I have no idea, Shene. I do everything by "feel".


----------



## Wayne A. Pflughaupt (Apr 13, 2006)

los153 said:


> A little off the topic of adjusting only volume, but still on the topic of "adding impact"... *I added an equalizer* between the sub out on my AVR and the inputs on my subs
> 
> ...and tweaked the sub-EQ that way, *adding effectively a low-frequency shelf*, and managed to *extend the low corner of the subs another 10 Hz or so.*


The equalizer should indicate the numeric frequencies that you made for these adjustments. This is what @shene is asking about.

Regards,
Wayne


----------



## DukeSweden (3 mo ago)

Wayne A. Pflughaupt said:


> The equalizer should indicate the numeric frequencies that you made for these adjustments. This is what @shene is asking about.
> 
> Regards,
> Wayne


63Hz and 160Hz down to -8 and -7 db. Hope that makes sense.


----------



## los153 (Nov 5, 2006)

shene said:


> What frequency range did you boost ?? As I understand it the chest thump impact is in the 50 to 100 cps realm, not real low frequency.


My particular combination of dual low-profile subs in my room saw improvement by boosting below roughly 40 Hz and then again below 20 Hz. I could be more exact but it almost surely would not translate exactly to your setup and room. I do agree with the "chest thump" impact being around where you say, with the lowest octaves being more for rumble (and for music - the lowest bass notes - my favorite music example for this is "Crazy" by Seal, after the interlude).

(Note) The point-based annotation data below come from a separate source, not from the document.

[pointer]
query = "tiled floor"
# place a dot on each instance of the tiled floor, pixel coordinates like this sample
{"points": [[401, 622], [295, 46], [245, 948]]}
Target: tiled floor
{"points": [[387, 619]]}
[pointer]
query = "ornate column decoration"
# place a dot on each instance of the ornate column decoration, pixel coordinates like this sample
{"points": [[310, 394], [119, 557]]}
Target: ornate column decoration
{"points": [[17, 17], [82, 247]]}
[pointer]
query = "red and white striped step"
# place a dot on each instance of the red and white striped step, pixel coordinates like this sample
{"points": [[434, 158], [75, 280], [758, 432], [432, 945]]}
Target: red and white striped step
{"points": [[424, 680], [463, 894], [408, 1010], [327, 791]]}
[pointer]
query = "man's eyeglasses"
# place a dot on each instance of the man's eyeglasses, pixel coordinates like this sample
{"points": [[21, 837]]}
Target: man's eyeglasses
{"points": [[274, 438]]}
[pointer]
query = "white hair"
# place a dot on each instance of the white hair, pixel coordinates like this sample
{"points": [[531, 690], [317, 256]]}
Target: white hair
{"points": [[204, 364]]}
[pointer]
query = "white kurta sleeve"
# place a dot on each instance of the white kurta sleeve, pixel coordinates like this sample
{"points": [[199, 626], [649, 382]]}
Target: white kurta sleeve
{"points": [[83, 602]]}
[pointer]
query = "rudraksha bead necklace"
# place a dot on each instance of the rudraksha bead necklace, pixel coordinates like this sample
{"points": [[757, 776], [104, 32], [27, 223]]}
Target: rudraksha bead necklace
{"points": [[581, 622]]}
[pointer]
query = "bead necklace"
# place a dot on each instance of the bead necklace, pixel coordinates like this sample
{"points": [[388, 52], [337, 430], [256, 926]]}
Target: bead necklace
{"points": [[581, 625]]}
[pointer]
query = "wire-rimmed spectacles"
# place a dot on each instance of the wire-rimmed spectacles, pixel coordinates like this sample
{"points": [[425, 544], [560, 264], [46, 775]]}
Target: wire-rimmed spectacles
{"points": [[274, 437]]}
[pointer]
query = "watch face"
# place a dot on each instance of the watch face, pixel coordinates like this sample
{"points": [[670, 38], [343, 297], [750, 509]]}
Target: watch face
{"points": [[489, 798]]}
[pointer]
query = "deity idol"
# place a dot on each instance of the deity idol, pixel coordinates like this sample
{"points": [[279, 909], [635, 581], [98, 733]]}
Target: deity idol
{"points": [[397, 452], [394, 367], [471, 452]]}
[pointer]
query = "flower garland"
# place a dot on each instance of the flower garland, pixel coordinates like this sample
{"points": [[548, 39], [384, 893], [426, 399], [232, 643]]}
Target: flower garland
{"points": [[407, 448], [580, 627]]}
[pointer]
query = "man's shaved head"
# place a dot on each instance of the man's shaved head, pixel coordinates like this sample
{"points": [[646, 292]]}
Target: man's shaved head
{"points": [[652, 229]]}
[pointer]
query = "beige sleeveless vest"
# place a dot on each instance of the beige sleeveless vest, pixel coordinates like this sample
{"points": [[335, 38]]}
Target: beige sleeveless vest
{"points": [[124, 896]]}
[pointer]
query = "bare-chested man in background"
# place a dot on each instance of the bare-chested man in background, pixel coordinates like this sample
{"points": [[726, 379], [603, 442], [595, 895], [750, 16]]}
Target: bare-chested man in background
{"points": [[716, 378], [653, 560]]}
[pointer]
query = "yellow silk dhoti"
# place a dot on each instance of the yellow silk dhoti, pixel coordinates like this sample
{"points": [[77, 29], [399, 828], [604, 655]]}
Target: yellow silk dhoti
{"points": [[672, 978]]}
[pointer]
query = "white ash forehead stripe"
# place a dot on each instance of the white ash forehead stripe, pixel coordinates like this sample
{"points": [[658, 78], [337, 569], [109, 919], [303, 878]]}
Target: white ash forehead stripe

My external EQ is a Behringer DEQ2496. I used bandpass boosting, using onlinetonegenerator.com with a repeating downward log sweep from about 500 Hz down to 10 Hz, while tweaking the center, bandwidth, and gain of the boosts, aiming for the flattest downward extension to as low as possible. Doing this I was able to add about an octave and a half to the low end that way (now bottoms out just under 20 Hz - very satisfying). If I recall correctly, I also kept a highpass to protect the subs from out-of-control boosting below 10 Hz. Were I to do it again, I would probably opt for a shelving boost (or two), rather than the bandpass boosts, because I believe that smoother results may be easier to obtain due to the fewer parameters needed to adjust. 

Using an external EQ has both benefits and perils - you can have more control over where you stage your gains to avoid clipping too soon in the signal chain, but with that control comes more places to keep track of those levels.


----------



## DukeSweden (3 mo ago)

los153 said:


> ...with that control comes more places to keep track of those levels.

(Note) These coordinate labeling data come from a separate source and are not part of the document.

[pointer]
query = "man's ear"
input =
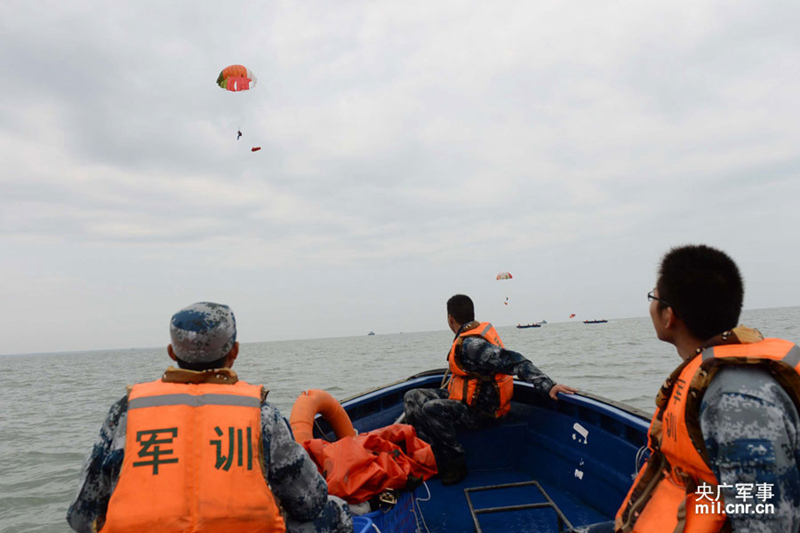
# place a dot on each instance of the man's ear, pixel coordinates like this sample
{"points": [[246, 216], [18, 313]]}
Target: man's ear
{"points": [[670, 318]]}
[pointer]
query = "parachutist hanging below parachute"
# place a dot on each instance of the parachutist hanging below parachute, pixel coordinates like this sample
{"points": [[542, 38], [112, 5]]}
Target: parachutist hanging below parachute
{"points": [[237, 78]]}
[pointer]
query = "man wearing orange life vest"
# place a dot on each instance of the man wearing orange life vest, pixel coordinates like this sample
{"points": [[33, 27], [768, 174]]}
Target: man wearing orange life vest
{"points": [[200, 450], [478, 393], [726, 428]]}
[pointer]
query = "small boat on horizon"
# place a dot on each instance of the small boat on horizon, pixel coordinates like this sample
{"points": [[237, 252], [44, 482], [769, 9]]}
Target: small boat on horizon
{"points": [[534, 325]]}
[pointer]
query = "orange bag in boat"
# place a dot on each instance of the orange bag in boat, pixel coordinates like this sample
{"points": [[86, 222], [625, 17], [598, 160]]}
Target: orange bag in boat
{"points": [[358, 468]]}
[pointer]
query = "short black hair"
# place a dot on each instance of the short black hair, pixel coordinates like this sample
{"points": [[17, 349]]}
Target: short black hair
{"points": [[211, 365], [461, 308], [704, 288]]}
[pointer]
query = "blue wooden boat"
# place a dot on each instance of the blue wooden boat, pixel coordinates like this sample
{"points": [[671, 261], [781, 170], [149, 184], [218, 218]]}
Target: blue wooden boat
{"points": [[547, 466]]}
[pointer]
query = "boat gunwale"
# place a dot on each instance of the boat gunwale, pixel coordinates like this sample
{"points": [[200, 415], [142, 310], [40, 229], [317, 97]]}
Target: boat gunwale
{"points": [[613, 408]]}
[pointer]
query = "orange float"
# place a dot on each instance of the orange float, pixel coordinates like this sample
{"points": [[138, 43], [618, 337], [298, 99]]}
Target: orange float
{"points": [[313, 402]]}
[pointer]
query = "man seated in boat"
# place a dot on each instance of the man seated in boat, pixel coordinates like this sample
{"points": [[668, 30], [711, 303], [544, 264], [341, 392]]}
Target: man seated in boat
{"points": [[201, 450], [478, 393], [726, 429]]}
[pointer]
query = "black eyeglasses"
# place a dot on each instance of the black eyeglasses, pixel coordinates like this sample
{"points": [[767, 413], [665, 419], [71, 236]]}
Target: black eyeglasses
{"points": [[651, 296]]}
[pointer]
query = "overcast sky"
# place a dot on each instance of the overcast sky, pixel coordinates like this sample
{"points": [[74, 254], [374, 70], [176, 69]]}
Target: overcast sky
{"points": [[410, 151]]}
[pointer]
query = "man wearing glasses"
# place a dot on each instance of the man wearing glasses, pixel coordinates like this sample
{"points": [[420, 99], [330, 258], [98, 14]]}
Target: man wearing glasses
{"points": [[724, 440]]}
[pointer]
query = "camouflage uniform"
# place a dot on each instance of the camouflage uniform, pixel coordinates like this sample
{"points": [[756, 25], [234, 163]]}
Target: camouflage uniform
{"points": [[437, 419], [291, 474], [750, 428]]}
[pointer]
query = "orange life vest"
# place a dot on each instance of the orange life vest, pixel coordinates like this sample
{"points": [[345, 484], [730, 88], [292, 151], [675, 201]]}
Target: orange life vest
{"points": [[193, 462], [664, 496], [465, 386]]}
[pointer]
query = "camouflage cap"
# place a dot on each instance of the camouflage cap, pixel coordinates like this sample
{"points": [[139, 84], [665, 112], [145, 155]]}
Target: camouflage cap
{"points": [[202, 332]]}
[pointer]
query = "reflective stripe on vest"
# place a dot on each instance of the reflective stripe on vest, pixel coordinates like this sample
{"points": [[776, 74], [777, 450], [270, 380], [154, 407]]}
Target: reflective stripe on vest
{"points": [[193, 462], [664, 497], [466, 386]]}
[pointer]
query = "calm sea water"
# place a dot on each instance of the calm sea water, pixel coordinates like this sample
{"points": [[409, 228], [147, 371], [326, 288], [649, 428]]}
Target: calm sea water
{"points": [[52, 405]]}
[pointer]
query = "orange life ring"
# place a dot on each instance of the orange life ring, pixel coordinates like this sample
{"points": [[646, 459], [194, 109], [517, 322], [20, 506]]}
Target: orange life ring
{"points": [[313, 402]]}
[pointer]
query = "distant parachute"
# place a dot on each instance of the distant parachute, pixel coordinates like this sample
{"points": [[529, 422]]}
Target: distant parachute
{"points": [[236, 78]]}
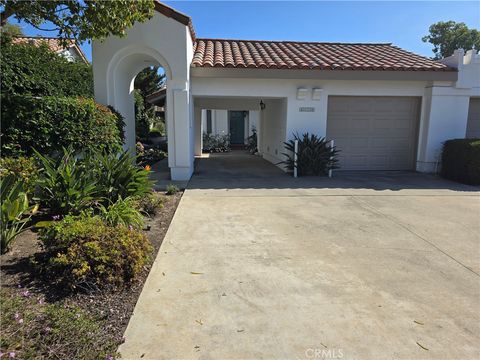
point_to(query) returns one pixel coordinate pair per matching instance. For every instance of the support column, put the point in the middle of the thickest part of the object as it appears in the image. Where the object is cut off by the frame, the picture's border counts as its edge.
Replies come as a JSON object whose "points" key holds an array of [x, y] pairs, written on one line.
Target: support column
{"points": [[197, 113], [180, 135]]}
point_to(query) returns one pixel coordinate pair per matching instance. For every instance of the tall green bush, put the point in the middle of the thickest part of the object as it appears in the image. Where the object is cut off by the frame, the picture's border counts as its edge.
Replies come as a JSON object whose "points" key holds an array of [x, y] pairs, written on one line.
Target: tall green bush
{"points": [[15, 211], [36, 70], [314, 156], [50, 123], [461, 161]]}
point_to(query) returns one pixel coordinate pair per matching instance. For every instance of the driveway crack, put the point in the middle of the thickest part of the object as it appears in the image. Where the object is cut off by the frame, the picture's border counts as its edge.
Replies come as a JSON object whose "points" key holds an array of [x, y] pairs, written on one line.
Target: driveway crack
{"points": [[374, 210]]}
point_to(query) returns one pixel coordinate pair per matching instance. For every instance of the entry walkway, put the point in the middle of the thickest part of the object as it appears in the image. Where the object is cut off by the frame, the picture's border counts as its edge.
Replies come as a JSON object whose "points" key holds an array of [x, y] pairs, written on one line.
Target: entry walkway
{"points": [[269, 267]]}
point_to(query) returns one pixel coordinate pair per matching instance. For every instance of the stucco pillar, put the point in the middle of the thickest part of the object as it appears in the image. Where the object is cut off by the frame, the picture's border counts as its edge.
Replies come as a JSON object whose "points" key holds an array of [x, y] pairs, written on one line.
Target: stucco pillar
{"points": [[197, 113], [180, 139], [444, 117]]}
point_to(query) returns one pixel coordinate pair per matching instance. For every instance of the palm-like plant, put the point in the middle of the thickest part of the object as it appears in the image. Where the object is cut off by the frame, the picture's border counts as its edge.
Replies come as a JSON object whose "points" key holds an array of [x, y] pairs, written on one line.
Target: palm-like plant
{"points": [[118, 176], [66, 185], [314, 156], [15, 210]]}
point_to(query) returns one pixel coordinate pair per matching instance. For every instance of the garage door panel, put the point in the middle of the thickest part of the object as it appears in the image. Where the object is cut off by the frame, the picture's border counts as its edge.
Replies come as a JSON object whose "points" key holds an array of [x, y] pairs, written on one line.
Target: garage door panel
{"points": [[374, 133]]}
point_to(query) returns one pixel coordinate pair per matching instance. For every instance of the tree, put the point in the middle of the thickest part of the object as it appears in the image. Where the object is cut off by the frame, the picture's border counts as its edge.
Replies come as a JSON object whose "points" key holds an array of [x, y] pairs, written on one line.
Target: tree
{"points": [[12, 30], [448, 36], [79, 19]]}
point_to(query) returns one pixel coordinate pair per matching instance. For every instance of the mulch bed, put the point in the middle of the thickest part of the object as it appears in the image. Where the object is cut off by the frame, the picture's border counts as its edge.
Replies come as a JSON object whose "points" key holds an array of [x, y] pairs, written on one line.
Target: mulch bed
{"points": [[115, 306]]}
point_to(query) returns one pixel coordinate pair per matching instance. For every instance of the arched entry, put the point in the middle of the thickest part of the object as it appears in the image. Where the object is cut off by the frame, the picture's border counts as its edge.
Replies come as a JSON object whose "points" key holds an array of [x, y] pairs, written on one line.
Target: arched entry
{"points": [[164, 41], [121, 73]]}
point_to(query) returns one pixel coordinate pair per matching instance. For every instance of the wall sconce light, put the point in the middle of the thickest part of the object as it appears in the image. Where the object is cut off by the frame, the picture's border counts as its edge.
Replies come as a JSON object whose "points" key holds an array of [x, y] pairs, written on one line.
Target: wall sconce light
{"points": [[302, 93], [316, 93]]}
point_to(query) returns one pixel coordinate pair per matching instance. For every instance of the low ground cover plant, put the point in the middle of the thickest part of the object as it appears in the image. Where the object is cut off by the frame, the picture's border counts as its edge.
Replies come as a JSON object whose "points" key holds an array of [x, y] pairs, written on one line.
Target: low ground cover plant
{"points": [[69, 184], [216, 143], [150, 204], [461, 161], [314, 156], [85, 253], [33, 329], [172, 189], [122, 212], [24, 169]]}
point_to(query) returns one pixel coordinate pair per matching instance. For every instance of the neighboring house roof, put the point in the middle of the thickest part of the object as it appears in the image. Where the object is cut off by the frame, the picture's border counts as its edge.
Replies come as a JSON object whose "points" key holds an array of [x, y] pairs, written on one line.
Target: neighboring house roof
{"points": [[227, 53], [53, 43], [176, 15]]}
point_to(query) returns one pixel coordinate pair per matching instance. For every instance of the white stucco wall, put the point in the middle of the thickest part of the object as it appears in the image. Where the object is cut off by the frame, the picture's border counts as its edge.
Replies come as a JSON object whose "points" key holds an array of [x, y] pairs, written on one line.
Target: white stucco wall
{"points": [[118, 60], [273, 130]]}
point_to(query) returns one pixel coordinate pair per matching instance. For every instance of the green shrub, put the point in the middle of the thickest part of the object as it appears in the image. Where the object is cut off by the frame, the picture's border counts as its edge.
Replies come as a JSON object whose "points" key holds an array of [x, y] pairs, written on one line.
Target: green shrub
{"points": [[172, 189], [84, 252], [14, 211], [252, 142], [118, 176], [122, 212], [36, 70], [150, 204], [49, 123], [66, 184], [24, 169], [151, 156], [314, 156], [216, 143], [155, 133], [37, 330], [461, 161]]}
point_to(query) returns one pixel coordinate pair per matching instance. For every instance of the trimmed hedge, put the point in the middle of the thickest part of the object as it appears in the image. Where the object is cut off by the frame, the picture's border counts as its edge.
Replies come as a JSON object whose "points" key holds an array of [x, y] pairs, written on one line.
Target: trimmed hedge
{"points": [[461, 161], [38, 71], [49, 123]]}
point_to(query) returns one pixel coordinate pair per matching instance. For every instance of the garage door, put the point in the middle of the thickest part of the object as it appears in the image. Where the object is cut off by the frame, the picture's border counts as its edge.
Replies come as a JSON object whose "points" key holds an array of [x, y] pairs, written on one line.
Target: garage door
{"points": [[374, 133], [473, 124]]}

Didn't Aunt May say that to Peter? ;-)
Oh man, you guys are confusing me now. Bandpass boosting, downward log sweeps, gain of the boosts...it's all foreign to me. All I know is the equalizer in my RX-A2A only allows me to tweak 63Hz and 160Hz on the sub, the rest of the bands are grayed out. Anyway I was watching Black Adam tonight (DD+ audio but ok for now) and I knocked a few things off the shelf without any boominess. So I'm good ;-)


----------



## los153 (Nov 5, 2006)

DukeSweden said:


> Didn't Aunt May say that to Peter? ;-)
> Oh man, you guys are confusing me now. Bandpass boosting, downward log sweeps, gain of the boosts...it's all foreign to me. ...


No worries. I was concerned about hijacking your thread too much, with all the added complexity that outboard equipment brings. Anyway, so glad that you got it sorted, and (since you mentioned it), hoping your health improves. (At least well enough to chase wires under subs, if not more!)


----------



## DukeSweden (3 mo ago)

los153 said:


> No worries. I was concerned about hijacking your thread too much, with all the added complexity that outboard equipment brings. Anyway, so glad that you got it sorted, and (since you mentioned it), hoping your health improves. (At least well enough to chase wires under subs, if not more!)


Thanks for the kind words but my condition will only deteriorate. I have Peripheral Neuropathy, which causes nerve damage, it's incredibly painful and getting worse. I was planning on adding an Emotiva basX A7 to my system, but I don't have enough pre-outs and would have to hook up my speaker wires to it using speaker level to line level adapters, then plugging the speakers into the Emotiva, and just the thought of that gives me the willies. I know I can't hold that position long enough to get everything wired. So I'll settle for what I've got. Anyway, thanks again.


----------



## andrewrowens (26 d ago)

This is how I normally adjust my subs and found it works best for my room and equipment. I use an SPL meter to set my speakers at reference and make adjustments within the receiver. When I adjust my subs however I lower the settings to -15 in the receiver. I will then adjust the gain/volume knob on the sub to match the speakers. (I approach the gain/volume on the subwoofer as a water faucet. I want to free up the amp and not restrict it.) If I am still not getting the punch or low end I am desiring then I will go back into my receiver and adjust the subwoofer level. As I mentioned previously, this setup has worked the best for my room and equipment. I have also used this technique on my friend's setup and it has changed how his system sounded.


----------



## DukeSweden (3 mo ago)

andrewrowens said:


> This is how I normally adjust my subs and found it works best for my room and equipment. I use an SPL meter to set my speakers at reference and make adjustments within the receiver. When I adjust my subs however I lower the settings to -15 in the receiver. I will then adjust the gain/volume knob on the sub to match the speakers. (I approach the gain/volume on the subwoofer as a water faucet. I want to free up the amp and not restrict it.) If I am still not getting the punch or low end I am desiring then I will go back into my receiver and adjust the subwoofer level. As I mentioned previously, this setup has worked the best for my room and equipment. I have also used this technique on my friend's setup and it has changed how his system sounded.


Hey, Andrew, thanks for sharing! You said you lower your sub to -15 on the receiver, but my Yamaha only goes down to -10. In any event, I have got it tweaked about as perfectly as I can get it, AVR at -4.5 and gain on the sub set to 10:45. Cheers!


----------